King Hezekiah’s Watchtower Uncovered by IDF Soldiers

Members of Israel’s modern armed forces discover an outpost belonging to their ancient counterparts
Soldiers begin to excavate a 2700-year-old tower at the paratroopers base
Israel Antiquities Authority

A 150-strong force of the idf Paratroopers Brigade recently uncovered an ancient military tower used by their early Judahite counterparts during the reign of King Hezekiah.

The soldiers, stationed in the south of Israel, were participating in the idf Nature Defense Forces Project (in joint cooperation with the Israel Antiquities Authority)—a mission aimed at protecting the landscape, nature, and heritage of Israel. The watchtower foundations they uncovered in their training zone measured approximately 5 x 3.5 meters, preserved to a height of two meters (the structure probably originally stood four meters tall, having two stories). The tower, made up of large stones weighing as much as eight tons, was advantageously positioned on a high hill overlooking the Judean plains, Hebron mountains, and the coastal region of Ashkelon.

Surviving foundations of the 2700-year-old tower.
Israel Antiquities Authority

The watchtower dates squarely within the reign of King Hezekiah (late eighth-century bce), and the geographic positioning shows that the tower was intended as an early warning system against the Philistines (notably, the city of Ashkelon—one of the chief cities in the Philistine pentapolis). The Bible records that Hezekiah undertook several successful campaigns against the Philistines (2 Kings 18:8). Assyrian king Sennacherib’s prism annals also attest to the political upheaval between the Philistines and the Judahites.

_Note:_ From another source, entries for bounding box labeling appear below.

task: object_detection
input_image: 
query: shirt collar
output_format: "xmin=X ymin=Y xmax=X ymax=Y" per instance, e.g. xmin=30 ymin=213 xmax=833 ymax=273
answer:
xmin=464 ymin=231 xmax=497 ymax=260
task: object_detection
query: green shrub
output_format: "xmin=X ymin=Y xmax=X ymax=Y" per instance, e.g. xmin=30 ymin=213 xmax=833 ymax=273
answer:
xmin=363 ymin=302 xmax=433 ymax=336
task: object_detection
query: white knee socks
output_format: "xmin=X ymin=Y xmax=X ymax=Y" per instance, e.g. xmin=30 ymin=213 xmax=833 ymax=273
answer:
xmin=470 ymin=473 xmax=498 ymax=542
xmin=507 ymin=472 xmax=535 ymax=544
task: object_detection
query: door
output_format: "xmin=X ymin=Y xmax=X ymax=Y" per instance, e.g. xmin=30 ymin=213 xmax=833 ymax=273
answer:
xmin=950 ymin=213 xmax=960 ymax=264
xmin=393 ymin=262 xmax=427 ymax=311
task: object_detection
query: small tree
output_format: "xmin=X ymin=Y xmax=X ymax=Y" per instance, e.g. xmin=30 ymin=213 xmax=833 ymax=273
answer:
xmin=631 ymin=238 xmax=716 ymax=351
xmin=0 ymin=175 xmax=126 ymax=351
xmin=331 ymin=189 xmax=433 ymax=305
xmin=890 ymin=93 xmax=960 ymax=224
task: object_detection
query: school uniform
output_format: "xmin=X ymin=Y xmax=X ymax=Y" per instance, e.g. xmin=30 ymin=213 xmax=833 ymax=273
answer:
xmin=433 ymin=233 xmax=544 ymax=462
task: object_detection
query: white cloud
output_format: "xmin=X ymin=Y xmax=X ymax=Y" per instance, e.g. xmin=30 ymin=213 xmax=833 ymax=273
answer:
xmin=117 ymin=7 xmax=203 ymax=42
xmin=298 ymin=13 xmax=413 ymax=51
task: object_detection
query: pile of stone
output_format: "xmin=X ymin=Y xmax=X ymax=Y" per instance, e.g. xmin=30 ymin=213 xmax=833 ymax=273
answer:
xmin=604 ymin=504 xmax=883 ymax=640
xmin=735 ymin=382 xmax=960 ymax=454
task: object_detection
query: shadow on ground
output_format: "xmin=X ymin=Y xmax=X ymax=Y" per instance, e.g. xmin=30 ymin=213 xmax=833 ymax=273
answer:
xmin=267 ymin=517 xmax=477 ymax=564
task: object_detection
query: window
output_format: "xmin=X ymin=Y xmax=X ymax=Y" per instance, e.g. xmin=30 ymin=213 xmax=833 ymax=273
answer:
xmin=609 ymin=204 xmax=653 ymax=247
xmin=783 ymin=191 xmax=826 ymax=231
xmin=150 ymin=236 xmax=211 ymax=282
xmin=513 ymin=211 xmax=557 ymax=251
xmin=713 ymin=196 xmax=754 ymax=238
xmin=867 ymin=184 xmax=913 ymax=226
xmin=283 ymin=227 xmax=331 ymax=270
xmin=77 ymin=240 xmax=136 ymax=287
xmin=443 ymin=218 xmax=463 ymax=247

The excavation directors, Sa’ar Ganor and Valdik Lifshitz, believe this watchtower served as part of a network of towers connecting various Judahite cities, with a purpose of delivering early-warning fire signals. “This tower is one of the observation points connecting the large cities in the area, located in the Beit Mirsim (Mirsham), Tel Eton and Tel Lachish sites. In ancient times, to transmit messages, beacons of smoke were lit during the day and beacons of fire at night. It is probable that the watchtower now uncovered is one of the towers that bore some of the beacons.”

The use of these early warning beacons is mentioned in the Bible. “Blow the trumpet in Tekoa, and set up a signal-fire in Beth Haccerem; for disaster appears out of the north, and great destruction.” (Jeremiah 6:1, New King James Version; see also Judges 20:38, 40). Further evidence of them is also noted on the Lachish Letters (sixth-century bce pottery inscriptions). One such letter reads, “And may (my lord) be apprised that we are watching for the fire signals of Lachish according to all the signs which my lord has given, because we cannot see Azekah.” Watchtowers are also mentioned throughout the Bible. “And when Judah came toward the watch tower in the wilderness …” (2 Chronicles 20:24; see also Isaiah 21:5-8 and Habakkuk 2:1).

The demise of this recently discovered watchtower evidently did not come at the hand of the nearby Philistines, though—the remains discovered show that it was abandoned at the time of King Sennacherib’s invasion of Judah, during the middle-to-latter part of Hezekiah’s reign (end of the eighth-century bce). Evidence shows that the tower entrance was blocked at that time, with the small contingent of watchmen most likely fleeing to the nearest fortified city. Unfortunately for them, they would almost certainly have been killed or captured—Sennacherib’s annals attest to the defeat of 46 Judahite cities, as well as some 2,000 farms and villages. Sennacherib’s onslaught was only halted at his final destination: the city of Jerusalem. (The archaeological evidence for Sennacherib’s campaign against Judah, as described in the Bible, is widespread—take a look at our museum page highlighting artifacts we recently displayed in a premiere exhibit, attesting to this event.)

The uncovering of the military outpost, and by members of the same armed forces no less (albeit 2,700 years on!) carried special significance. As Second Lieutenant Roi Ofir (21) stated, “This is the first time I participated in excavations. The connection to the land, and the fact that there were Jewish fighters in the past, gave me a sense of mission. The fact that there was also a connection to the area where we carried out our own military maneuvers left us with a feeling that we were giving back.”

Archaeology continues to highlight the deep, millennia-old Jewish connection with the Holy Land, with numerous discoveries both backing up and adding vivid color to the biblical text. Congratulations to the Paratroopers Brigade, and as numerous excavations continue to take place around Israel, we look forward to the revealing of further significant finds.